The data set includes over 1,500 patients reimbursed through the US Medicare DRG, and over 2,000 patients reimbursed through a commercial DRG.
It turns out that it is challenging to precisely predict the discharge DRG for an individual patient using only limited data on a patient. However, by using notes data rather than only clinical measurements of vital signs and lab values, we were able to improve the results by as much as 30 per cent for the most common DRGs.
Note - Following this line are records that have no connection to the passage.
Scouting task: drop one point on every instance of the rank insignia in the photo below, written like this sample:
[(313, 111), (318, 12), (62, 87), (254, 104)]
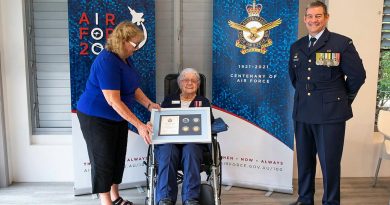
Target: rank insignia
[(328, 59)]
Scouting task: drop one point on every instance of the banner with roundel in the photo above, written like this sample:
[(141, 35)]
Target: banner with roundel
[(90, 22), (252, 90)]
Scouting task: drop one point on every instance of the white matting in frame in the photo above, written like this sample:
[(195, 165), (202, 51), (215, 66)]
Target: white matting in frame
[(181, 125)]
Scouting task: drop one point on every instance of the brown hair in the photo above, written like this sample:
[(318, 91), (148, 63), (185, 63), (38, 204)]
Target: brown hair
[(123, 32)]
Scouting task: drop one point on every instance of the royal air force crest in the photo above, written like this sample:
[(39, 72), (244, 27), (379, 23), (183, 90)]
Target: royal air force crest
[(254, 31)]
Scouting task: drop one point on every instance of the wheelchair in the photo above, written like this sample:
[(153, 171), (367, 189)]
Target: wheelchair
[(211, 165)]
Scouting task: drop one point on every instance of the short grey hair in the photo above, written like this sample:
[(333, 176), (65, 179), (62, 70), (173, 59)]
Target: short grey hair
[(185, 71)]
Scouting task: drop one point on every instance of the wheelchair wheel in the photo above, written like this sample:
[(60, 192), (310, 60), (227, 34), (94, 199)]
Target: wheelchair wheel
[(150, 176), (214, 180), (206, 195)]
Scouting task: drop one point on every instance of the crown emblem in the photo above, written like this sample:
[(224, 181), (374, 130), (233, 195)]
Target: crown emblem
[(254, 9)]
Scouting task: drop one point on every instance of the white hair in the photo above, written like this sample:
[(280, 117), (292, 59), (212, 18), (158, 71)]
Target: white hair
[(185, 71)]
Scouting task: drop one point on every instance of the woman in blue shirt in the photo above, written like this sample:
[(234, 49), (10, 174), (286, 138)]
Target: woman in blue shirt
[(104, 111)]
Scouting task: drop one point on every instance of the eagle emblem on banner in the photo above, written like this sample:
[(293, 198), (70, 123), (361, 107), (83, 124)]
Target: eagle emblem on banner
[(254, 31)]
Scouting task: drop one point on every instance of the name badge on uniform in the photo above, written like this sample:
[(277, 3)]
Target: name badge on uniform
[(295, 59), (198, 103), (328, 59), (175, 102)]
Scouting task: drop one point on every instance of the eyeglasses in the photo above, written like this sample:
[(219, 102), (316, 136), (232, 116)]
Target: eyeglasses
[(134, 44), (318, 16), (186, 81)]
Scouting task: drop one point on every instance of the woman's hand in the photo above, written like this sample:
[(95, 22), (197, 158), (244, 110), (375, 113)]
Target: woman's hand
[(145, 131), (153, 105)]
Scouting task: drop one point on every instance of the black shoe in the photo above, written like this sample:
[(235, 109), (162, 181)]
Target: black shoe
[(299, 203), (165, 202), (191, 202)]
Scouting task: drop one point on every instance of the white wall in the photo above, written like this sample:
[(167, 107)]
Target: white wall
[(361, 21), (29, 161), (34, 158)]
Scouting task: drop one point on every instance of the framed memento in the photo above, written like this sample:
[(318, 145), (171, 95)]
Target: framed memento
[(181, 125)]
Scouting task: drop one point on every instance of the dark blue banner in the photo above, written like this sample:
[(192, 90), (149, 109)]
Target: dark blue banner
[(90, 22), (251, 41)]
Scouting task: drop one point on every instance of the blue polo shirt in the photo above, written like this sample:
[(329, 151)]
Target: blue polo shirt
[(108, 72)]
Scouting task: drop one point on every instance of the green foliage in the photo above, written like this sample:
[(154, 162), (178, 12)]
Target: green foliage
[(383, 96)]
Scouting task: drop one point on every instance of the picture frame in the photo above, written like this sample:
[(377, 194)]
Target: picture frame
[(181, 125)]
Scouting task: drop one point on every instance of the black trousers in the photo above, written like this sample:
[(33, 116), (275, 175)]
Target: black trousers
[(326, 140), (106, 144)]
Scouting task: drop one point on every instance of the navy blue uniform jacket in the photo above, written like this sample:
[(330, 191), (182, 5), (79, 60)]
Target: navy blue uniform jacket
[(326, 78)]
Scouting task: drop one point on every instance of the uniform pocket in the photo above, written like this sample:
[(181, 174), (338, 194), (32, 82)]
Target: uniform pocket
[(335, 105)]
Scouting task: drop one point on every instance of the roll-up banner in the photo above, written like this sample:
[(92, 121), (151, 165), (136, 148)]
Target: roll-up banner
[(252, 91), (90, 22)]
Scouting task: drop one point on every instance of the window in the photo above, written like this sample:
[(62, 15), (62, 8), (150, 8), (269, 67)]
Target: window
[(48, 67), (383, 94)]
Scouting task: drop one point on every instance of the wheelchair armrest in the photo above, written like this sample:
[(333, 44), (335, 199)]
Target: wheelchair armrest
[(218, 126)]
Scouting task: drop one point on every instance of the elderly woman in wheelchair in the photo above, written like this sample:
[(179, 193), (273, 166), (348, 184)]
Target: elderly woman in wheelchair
[(187, 157)]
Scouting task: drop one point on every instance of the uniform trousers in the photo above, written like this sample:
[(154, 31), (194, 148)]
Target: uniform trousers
[(326, 140), (106, 144), (171, 158)]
We also tested the computer model on the hospital’s so-called Case Mix Index (CMI), which simply averages the DRG payment weights of a group of patients and is often used by a hospital as an easier way to estimate overall costs.
The notes-based computer model showed promising performance on CMI prediction for cohorts of 500 patients under both DRG systems – the difference between the final actual CMI cost and that predicted by the model was less than 15 per cent.
This means it could help hospitals to forecast, instead of review, the needs of patients in their care and so better arrange resources to meet them.
The promise of big data to support managing high-risk patients and save costs in the high-spending healthcare industry is clear from the research. As is the value of applying big data approaches to clinical text data to provide clinical decision support, but its use in hospital operational planning had previously been unexplored.
Our work shows the feasibility of using artificial intelligence to help hospitals better allocate resources and meet the needs of patients. We hope our findings will be of interest to the communities that work towards utilising big data to promote efficiency and quality in healthcare.